Ganze 13 Wochen unbezahlte Elternzeit stehen Alisa – wie seit 1999 allen amerikanischen Eltern – zu, bis zum fünften Lebensjahr des Kindes. Diese Wochen darf sie nicht am Stück, sondern nur in Blöcken von maximal 14 Tagen nehmen. Hugh hat als freier Mitarbeiter keine Elternzeitansprüche. Immerhin will ihm seine Redaktion mit großzügigen Regelungen für Arbeit von zu Hause entgegenkommen. Hugh hat sich drei Wochen seines Jahresurlaubs aufgespart. Wenn Alisa einen Monat nach der Geburt wieder ins Büro geht, wird er diesen Urlaub nehmen. Mit dieser Lösung steht Hugh keineswegs allein da. In den USA bekommen nur Beamte in höheren Gehaltsstufen bezahlte Elternzeit.
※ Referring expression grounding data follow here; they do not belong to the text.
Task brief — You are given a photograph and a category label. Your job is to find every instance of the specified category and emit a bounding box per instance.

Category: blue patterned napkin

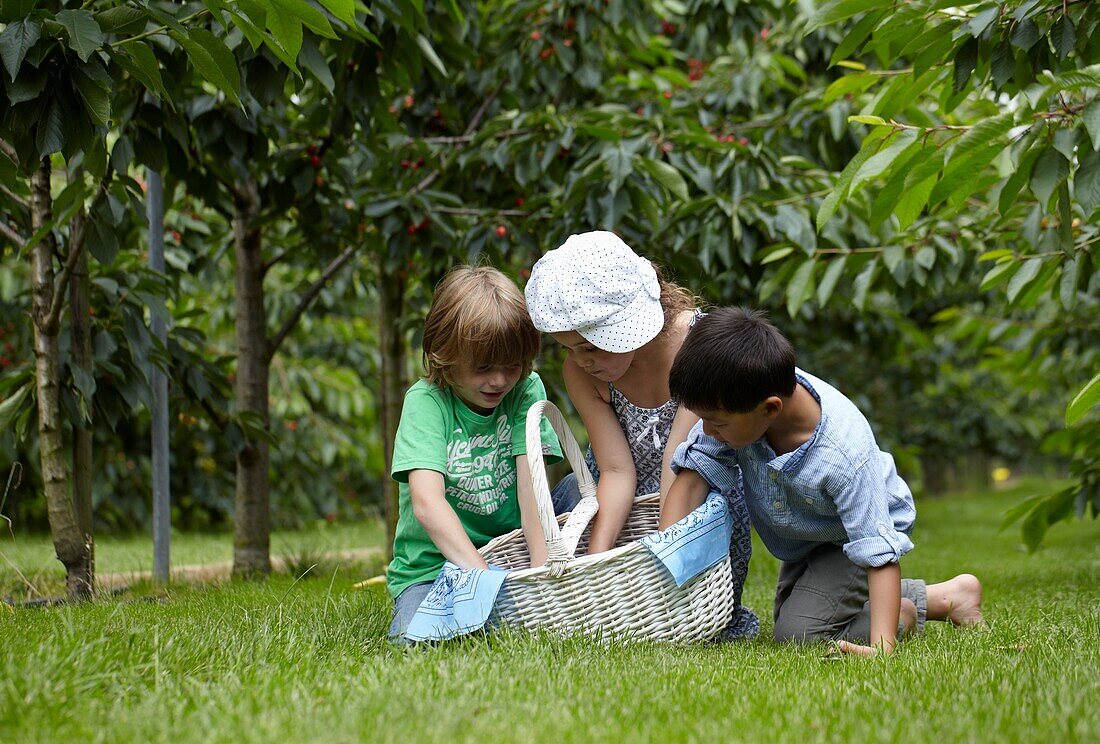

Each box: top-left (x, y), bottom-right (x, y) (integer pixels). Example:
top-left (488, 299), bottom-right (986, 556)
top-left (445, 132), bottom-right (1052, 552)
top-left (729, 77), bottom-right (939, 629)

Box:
top-left (403, 562), bottom-right (510, 643)
top-left (639, 490), bottom-right (732, 587)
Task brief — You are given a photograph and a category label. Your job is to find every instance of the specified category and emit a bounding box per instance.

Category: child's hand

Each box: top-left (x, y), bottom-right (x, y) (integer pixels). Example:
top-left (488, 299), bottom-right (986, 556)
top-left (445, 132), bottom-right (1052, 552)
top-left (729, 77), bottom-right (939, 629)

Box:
top-left (835, 639), bottom-right (894, 657)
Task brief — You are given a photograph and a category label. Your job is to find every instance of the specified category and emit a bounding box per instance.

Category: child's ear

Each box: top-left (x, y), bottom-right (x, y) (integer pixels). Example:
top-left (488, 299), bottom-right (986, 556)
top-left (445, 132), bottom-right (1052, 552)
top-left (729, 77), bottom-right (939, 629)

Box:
top-left (763, 396), bottom-right (784, 418)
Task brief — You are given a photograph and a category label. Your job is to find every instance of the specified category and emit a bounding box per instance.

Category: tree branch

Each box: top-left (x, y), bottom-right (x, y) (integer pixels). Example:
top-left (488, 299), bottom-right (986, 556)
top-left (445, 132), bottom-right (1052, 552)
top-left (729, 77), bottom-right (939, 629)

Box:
top-left (408, 86), bottom-right (502, 198)
top-left (432, 206), bottom-right (531, 217)
top-left (262, 248), bottom-right (294, 276)
top-left (420, 127), bottom-right (534, 146)
top-left (266, 245), bottom-right (358, 361)
top-left (1, 183), bottom-right (29, 211)
top-left (44, 164), bottom-right (115, 334)
top-left (0, 138), bottom-right (19, 167)
top-left (199, 398), bottom-right (229, 432)
top-left (0, 220), bottom-right (25, 248)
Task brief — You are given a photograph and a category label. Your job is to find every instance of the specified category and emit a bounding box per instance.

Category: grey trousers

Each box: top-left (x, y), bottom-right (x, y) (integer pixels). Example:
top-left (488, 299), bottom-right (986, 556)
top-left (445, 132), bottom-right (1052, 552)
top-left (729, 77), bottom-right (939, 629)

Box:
top-left (773, 542), bottom-right (927, 644)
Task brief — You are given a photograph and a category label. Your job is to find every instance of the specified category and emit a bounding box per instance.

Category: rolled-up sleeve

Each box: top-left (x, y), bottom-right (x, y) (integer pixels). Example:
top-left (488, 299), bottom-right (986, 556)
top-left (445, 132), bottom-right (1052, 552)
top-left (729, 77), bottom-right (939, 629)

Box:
top-left (835, 459), bottom-right (914, 567)
top-left (670, 422), bottom-right (741, 495)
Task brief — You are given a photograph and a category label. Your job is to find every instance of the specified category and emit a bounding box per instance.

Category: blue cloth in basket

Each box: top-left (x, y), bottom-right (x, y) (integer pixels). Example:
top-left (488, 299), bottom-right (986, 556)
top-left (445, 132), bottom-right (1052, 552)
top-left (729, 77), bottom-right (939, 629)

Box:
top-left (640, 489), bottom-right (731, 587)
top-left (403, 562), bottom-right (509, 643)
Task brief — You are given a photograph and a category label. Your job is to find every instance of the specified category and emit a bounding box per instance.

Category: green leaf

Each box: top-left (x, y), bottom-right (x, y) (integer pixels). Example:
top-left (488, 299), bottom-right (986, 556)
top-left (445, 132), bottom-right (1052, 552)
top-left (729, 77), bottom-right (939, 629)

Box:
top-left (265, 7), bottom-right (303, 59)
top-left (808, 0), bottom-right (891, 32)
top-left (816, 255), bottom-right (847, 306)
top-left (760, 246), bottom-right (794, 265)
top-left (1066, 371), bottom-right (1100, 424)
top-left (1006, 257), bottom-right (1043, 303)
top-left (0, 383), bottom-right (31, 430)
top-left (816, 127), bottom-right (891, 230)
top-left (980, 260), bottom-right (1019, 291)
top-left (35, 97), bottom-right (64, 156)
top-left (1060, 257), bottom-right (1080, 310)
top-left (171, 29), bottom-right (241, 105)
top-left (953, 37), bottom-right (978, 92)
top-left (56, 9), bottom-right (105, 62)
top-left (851, 259), bottom-right (877, 311)
top-left (316, 0), bottom-right (357, 27)
top-left (638, 158), bottom-right (688, 201)
top-left (895, 174), bottom-right (936, 229)
top-left (120, 41), bottom-right (169, 102)
top-left (823, 72), bottom-right (877, 104)
top-left (1011, 17), bottom-right (1040, 50)
top-left (848, 115), bottom-right (886, 126)
top-left (1075, 149), bottom-right (1100, 215)
top-left (1082, 98), bottom-right (1100, 151)
top-left (0, 0), bottom-right (39, 24)
top-left (414, 34), bottom-right (448, 77)
top-left (1030, 147), bottom-right (1069, 207)
top-left (1050, 15), bottom-right (1075, 60)
top-left (786, 259), bottom-right (817, 318)
top-left (850, 129), bottom-right (918, 194)
top-left (829, 10), bottom-right (883, 66)
top-left (269, 0), bottom-right (336, 39)
top-left (967, 5), bottom-right (1000, 37)
top-left (72, 65), bottom-right (111, 126)
top-left (95, 6), bottom-right (149, 36)
top-left (298, 37), bottom-right (333, 92)
top-left (0, 18), bottom-right (40, 81)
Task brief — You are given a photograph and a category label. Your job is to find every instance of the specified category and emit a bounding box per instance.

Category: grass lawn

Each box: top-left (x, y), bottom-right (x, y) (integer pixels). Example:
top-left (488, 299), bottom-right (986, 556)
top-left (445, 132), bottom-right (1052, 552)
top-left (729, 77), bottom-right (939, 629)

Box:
top-left (2, 482), bottom-right (1098, 743)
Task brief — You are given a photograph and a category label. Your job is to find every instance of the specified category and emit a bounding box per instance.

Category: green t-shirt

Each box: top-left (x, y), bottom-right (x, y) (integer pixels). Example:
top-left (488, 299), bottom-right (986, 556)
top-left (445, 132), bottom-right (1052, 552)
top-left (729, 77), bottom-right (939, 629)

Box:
top-left (386, 372), bottom-right (562, 599)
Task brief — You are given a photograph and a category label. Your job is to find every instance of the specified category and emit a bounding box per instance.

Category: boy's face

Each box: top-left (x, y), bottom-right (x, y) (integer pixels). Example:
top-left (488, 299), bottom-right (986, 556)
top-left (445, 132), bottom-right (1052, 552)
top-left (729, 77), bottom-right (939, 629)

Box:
top-left (551, 331), bottom-right (635, 382)
top-left (449, 360), bottom-right (524, 414)
top-left (695, 400), bottom-right (779, 449)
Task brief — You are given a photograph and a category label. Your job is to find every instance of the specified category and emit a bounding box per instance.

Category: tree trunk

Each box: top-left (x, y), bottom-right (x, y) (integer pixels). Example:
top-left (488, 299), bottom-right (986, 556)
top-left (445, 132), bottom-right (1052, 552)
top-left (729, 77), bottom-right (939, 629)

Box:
top-left (231, 177), bottom-right (271, 578)
top-left (30, 158), bottom-right (92, 599)
top-left (69, 210), bottom-right (95, 576)
top-left (378, 259), bottom-right (407, 561)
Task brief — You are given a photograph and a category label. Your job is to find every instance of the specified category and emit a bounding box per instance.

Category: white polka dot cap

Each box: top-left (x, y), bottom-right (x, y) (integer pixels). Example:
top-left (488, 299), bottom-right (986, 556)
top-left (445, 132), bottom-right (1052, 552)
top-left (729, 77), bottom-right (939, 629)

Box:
top-left (525, 231), bottom-right (664, 353)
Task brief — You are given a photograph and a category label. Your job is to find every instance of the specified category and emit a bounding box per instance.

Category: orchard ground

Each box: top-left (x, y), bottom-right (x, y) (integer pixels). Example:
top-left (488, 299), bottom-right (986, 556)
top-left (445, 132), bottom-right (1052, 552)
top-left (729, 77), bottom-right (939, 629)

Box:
top-left (1, 480), bottom-right (1098, 742)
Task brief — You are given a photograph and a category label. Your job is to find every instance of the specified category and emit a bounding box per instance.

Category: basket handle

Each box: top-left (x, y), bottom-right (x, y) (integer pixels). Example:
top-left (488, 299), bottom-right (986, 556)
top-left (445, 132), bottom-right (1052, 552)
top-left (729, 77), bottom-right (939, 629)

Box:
top-left (525, 400), bottom-right (599, 576)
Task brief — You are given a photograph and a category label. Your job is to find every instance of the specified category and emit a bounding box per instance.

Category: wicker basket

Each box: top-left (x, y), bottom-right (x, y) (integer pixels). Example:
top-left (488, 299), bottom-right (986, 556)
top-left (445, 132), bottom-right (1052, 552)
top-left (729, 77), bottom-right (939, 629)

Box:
top-left (479, 400), bottom-right (735, 642)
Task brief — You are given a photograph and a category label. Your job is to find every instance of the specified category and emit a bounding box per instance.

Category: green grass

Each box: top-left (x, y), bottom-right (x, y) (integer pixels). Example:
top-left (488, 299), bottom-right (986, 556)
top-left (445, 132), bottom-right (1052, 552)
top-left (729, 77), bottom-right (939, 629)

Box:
top-left (2, 483), bottom-right (1098, 743)
top-left (0, 519), bottom-right (386, 597)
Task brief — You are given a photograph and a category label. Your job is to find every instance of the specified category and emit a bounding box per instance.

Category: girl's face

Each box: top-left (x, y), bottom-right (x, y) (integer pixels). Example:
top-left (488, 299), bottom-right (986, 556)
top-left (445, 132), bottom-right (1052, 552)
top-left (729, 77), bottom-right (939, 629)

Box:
top-left (551, 331), bottom-right (635, 382)
top-left (449, 360), bottom-right (524, 414)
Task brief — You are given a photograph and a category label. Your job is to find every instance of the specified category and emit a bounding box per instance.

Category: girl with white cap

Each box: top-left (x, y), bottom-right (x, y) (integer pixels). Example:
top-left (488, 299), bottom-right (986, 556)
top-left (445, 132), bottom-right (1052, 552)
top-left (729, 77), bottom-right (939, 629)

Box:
top-left (525, 231), bottom-right (705, 553)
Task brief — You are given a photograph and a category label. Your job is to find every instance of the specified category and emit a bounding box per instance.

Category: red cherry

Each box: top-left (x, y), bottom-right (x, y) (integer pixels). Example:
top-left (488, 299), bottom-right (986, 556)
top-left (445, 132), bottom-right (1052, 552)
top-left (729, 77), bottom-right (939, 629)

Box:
top-left (515, 197), bottom-right (525, 207)
top-left (404, 95), bottom-right (415, 108)
top-left (539, 48), bottom-right (552, 59)
top-left (563, 38), bottom-right (573, 47)
top-left (407, 224), bottom-right (418, 235)
top-left (760, 27), bottom-right (770, 40)
top-left (530, 30), bottom-right (542, 40)
top-left (314, 176), bottom-right (324, 186)
top-left (663, 90), bottom-right (673, 99)
top-left (310, 155), bottom-right (322, 168)
top-left (496, 226), bottom-right (507, 237)
top-left (738, 137), bottom-right (749, 146)
top-left (306, 144), bottom-right (318, 155)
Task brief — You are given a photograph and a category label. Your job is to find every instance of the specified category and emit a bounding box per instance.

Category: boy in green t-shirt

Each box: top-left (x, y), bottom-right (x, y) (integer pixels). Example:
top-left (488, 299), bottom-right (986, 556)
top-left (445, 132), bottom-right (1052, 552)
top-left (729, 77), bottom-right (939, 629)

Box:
top-left (386, 266), bottom-right (563, 638)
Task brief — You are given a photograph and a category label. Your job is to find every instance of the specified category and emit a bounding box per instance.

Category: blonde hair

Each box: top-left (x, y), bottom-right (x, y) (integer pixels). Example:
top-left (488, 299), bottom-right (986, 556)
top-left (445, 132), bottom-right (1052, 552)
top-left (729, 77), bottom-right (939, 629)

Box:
top-left (422, 266), bottom-right (541, 388)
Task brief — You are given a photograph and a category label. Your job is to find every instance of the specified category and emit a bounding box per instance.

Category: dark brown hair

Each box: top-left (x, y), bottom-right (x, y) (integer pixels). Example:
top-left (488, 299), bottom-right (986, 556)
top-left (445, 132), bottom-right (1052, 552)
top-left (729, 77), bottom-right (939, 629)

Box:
top-left (669, 307), bottom-right (797, 413)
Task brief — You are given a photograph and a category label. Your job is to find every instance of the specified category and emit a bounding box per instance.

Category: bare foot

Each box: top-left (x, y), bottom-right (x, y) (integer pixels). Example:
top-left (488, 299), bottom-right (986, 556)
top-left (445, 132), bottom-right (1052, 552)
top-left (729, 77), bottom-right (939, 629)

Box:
top-left (929, 573), bottom-right (984, 627)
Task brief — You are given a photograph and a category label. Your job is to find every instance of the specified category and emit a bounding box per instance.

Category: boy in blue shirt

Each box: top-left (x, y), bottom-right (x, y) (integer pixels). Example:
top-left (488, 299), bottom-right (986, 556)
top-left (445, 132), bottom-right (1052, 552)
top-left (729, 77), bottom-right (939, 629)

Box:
top-left (660, 307), bottom-right (983, 655)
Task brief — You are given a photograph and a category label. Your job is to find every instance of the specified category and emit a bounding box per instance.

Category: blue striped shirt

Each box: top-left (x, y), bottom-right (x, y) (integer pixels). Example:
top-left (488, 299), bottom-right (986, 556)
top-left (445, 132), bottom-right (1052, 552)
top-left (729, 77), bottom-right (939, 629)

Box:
top-left (671, 369), bottom-right (915, 568)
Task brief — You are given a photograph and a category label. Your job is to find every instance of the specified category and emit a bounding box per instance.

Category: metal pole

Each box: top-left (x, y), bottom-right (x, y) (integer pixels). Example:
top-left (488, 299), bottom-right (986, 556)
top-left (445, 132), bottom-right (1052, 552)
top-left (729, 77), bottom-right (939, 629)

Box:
top-left (147, 168), bottom-right (170, 584)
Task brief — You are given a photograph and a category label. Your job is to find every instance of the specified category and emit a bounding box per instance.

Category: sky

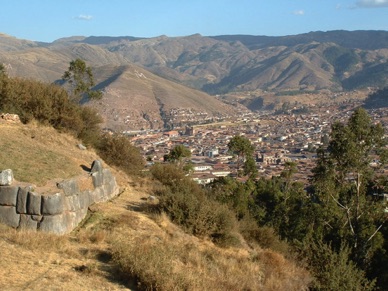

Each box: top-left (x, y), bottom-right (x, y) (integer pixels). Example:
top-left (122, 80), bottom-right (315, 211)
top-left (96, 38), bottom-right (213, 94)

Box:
top-left (0, 0), bottom-right (387, 42)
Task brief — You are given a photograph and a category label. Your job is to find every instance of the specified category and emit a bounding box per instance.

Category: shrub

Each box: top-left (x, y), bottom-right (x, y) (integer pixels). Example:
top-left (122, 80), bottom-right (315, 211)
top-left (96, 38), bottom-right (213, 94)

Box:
top-left (97, 133), bottom-right (145, 176)
top-left (150, 164), bottom-right (238, 246)
top-left (0, 75), bottom-right (145, 176)
top-left (0, 76), bottom-right (102, 145)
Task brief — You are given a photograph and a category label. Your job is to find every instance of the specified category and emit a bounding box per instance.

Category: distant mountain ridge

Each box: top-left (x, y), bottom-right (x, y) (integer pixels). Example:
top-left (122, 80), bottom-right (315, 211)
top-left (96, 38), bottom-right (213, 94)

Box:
top-left (0, 30), bottom-right (387, 130)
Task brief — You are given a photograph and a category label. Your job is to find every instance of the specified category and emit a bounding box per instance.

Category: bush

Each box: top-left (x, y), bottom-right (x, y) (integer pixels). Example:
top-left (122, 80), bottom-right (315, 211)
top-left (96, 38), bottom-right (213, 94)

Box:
top-left (150, 164), bottom-right (238, 246)
top-left (0, 76), bottom-right (102, 145)
top-left (0, 75), bottom-right (145, 176)
top-left (97, 133), bottom-right (145, 176)
top-left (299, 240), bottom-right (375, 290)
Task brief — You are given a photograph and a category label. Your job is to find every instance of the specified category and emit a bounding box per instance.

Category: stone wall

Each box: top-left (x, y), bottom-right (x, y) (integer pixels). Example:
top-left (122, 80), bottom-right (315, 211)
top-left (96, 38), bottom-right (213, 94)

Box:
top-left (0, 160), bottom-right (119, 234)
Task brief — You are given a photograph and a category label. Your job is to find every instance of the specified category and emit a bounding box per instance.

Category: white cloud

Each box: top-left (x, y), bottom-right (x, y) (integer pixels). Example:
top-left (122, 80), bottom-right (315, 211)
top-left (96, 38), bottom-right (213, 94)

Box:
top-left (75, 14), bottom-right (93, 21)
top-left (292, 10), bottom-right (305, 15)
top-left (355, 0), bottom-right (388, 8)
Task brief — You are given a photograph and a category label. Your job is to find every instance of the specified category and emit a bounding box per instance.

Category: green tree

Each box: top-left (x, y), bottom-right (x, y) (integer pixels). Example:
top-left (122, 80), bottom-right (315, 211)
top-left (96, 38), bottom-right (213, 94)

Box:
top-left (210, 177), bottom-right (255, 220)
top-left (312, 107), bottom-right (387, 269)
top-left (164, 144), bottom-right (191, 168)
top-left (62, 58), bottom-right (102, 101)
top-left (228, 135), bottom-right (255, 176)
top-left (300, 239), bottom-right (375, 290)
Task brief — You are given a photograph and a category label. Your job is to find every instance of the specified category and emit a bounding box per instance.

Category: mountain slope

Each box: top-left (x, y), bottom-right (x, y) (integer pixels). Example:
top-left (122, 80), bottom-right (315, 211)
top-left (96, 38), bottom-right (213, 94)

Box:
top-left (0, 120), bottom-right (311, 290)
top-left (89, 64), bottom-right (239, 130)
top-left (1, 30), bottom-right (388, 126)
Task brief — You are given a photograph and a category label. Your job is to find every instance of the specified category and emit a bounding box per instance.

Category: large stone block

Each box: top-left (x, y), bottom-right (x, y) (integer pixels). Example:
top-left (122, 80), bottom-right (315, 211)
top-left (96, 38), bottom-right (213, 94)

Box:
top-left (16, 186), bottom-right (32, 214)
top-left (74, 208), bottom-right (88, 226)
top-left (57, 179), bottom-right (80, 196)
top-left (103, 181), bottom-right (117, 199)
top-left (18, 214), bottom-right (38, 231)
top-left (27, 192), bottom-right (42, 215)
top-left (102, 169), bottom-right (114, 182)
top-left (92, 172), bottom-right (103, 188)
top-left (39, 214), bottom-right (68, 234)
top-left (0, 205), bottom-right (20, 228)
top-left (0, 169), bottom-right (14, 186)
top-left (0, 186), bottom-right (18, 206)
top-left (91, 187), bottom-right (107, 203)
top-left (65, 208), bottom-right (88, 230)
top-left (91, 160), bottom-right (103, 173)
top-left (64, 194), bottom-right (79, 212)
top-left (79, 191), bottom-right (91, 209)
top-left (41, 193), bottom-right (64, 215)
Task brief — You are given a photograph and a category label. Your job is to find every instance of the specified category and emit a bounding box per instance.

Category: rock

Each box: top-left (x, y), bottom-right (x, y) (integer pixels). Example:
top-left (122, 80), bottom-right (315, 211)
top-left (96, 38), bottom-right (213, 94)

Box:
top-left (0, 169), bottom-right (14, 186)
top-left (17, 186), bottom-right (32, 214)
top-left (39, 214), bottom-right (67, 234)
top-left (19, 214), bottom-right (38, 231)
top-left (0, 206), bottom-right (20, 228)
top-left (91, 160), bottom-right (103, 173)
top-left (64, 194), bottom-right (81, 212)
top-left (57, 179), bottom-right (79, 196)
top-left (41, 193), bottom-right (64, 215)
top-left (27, 192), bottom-right (42, 215)
top-left (78, 144), bottom-right (87, 150)
top-left (1, 113), bottom-right (20, 123)
top-left (79, 191), bottom-right (91, 209)
top-left (91, 172), bottom-right (103, 188)
top-left (0, 186), bottom-right (18, 206)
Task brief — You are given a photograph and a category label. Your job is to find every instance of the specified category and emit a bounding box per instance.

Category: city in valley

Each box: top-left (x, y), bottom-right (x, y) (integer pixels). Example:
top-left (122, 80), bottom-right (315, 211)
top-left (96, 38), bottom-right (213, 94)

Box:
top-left (130, 96), bottom-right (388, 185)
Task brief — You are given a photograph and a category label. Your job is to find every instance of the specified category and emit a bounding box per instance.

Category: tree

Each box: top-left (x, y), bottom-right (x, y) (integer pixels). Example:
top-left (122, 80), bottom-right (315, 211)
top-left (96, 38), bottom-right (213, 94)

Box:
top-left (164, 145), bottom-right (191, 168)
top-left (228, 135), bottom-right (255, 176)
top-left (62, 58), bottom-right (102, 101)
top-left (312, 107), bottom-right (387, 269)
top-left (299, 239), bottom-right (375, 290)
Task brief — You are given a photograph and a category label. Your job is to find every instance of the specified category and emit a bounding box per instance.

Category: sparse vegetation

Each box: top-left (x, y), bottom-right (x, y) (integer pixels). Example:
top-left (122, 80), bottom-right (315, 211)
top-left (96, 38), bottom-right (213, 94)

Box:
top-left (150, 164), bottom-right (239, 245)
top-left (0, 73), bottom-right (144, 176)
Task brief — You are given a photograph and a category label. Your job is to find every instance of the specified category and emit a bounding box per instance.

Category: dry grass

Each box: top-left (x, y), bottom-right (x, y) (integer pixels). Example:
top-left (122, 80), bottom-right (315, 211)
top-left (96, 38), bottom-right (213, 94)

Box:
top-left (0, 121), bottom-right (311, 290)
top-left (0, 121), bottom-right (101, 186)
top-left (0, 223), bottom-right (129, 291)
top-left (108, 204), bottom-right (311, 291)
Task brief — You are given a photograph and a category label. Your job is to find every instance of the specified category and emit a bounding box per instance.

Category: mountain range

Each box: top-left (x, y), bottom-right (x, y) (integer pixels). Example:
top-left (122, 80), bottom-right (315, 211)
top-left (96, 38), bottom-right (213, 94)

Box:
top-left (0, 30), bottom-right (387, 130)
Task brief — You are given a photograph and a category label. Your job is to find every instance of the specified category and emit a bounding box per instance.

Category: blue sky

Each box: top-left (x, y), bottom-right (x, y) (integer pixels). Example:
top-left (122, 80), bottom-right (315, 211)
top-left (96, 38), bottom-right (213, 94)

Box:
top-left (0, 0), bottom-right (387, 42)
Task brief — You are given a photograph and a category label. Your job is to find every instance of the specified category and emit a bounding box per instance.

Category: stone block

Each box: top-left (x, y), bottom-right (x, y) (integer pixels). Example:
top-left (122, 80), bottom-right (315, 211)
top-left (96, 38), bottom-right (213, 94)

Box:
top-left (56, 179), bottom-right (80, 196)
top-left (39, 214), bottom-right (68, 235)
top-left (103, 182), bottom-right (115, 199)
top-left (92, 187), bottom-right (107, 203)
top-left (65, 194), bottom-right (82, 211)
top-left (91, 160), bottom-right (103, 173)
top-left (27, 192), bottom-right (41, 215)
top-left (17, 186), bottom-right (32, 214)
top-left (92, 172), bottom-right (103, 188)
top-left (0, 169), bottom-right (14, 186)
top-left (0, 186), bottom-right (18, 206)
top-left (41, 193), bottom-right (64, 215)
top-left (0, 205), bottom-right (20, 228)
top-left (102, 168), bottom-right (113, 182)
top-left (79, 191), bottom-right (91, 209)
top-left (74, 208), bottom-right (88, 226)
top-left (18, 214), bottom-right (38, 231)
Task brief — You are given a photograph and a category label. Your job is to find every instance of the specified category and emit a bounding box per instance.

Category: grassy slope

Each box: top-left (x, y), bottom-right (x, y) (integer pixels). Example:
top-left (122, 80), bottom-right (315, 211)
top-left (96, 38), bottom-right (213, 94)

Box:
top-left (0, 120), bottom-right (311, 290)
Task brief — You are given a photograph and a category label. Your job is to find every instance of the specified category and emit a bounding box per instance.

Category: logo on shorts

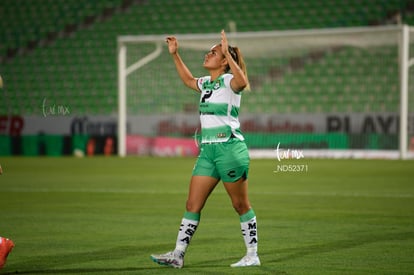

Bleibt Alisa weniger als vier Wochen nach der Geburt daheim, hat sie Anspruch auf ihren alten Job als Redakteurin. Nähme sie im ersten Jahr die vollen 13 Wochen, dürfte ihr die Redaktion eine andere gleichwertige Stelle zuteilen. Als Alisa erfuhr, dass sie schwanger ist, hat auch sie sich drei Wochen Jahresurlaub aufgespart. Diese möchte sie übers erste Lebensjahr des Kindes verteilt nehmen. Zudem stehen Alisa elf Krankentage pro Jahr zu. Für 2006 hat sie noch fünf übrig. Die wird sie ebenfalls nehmen.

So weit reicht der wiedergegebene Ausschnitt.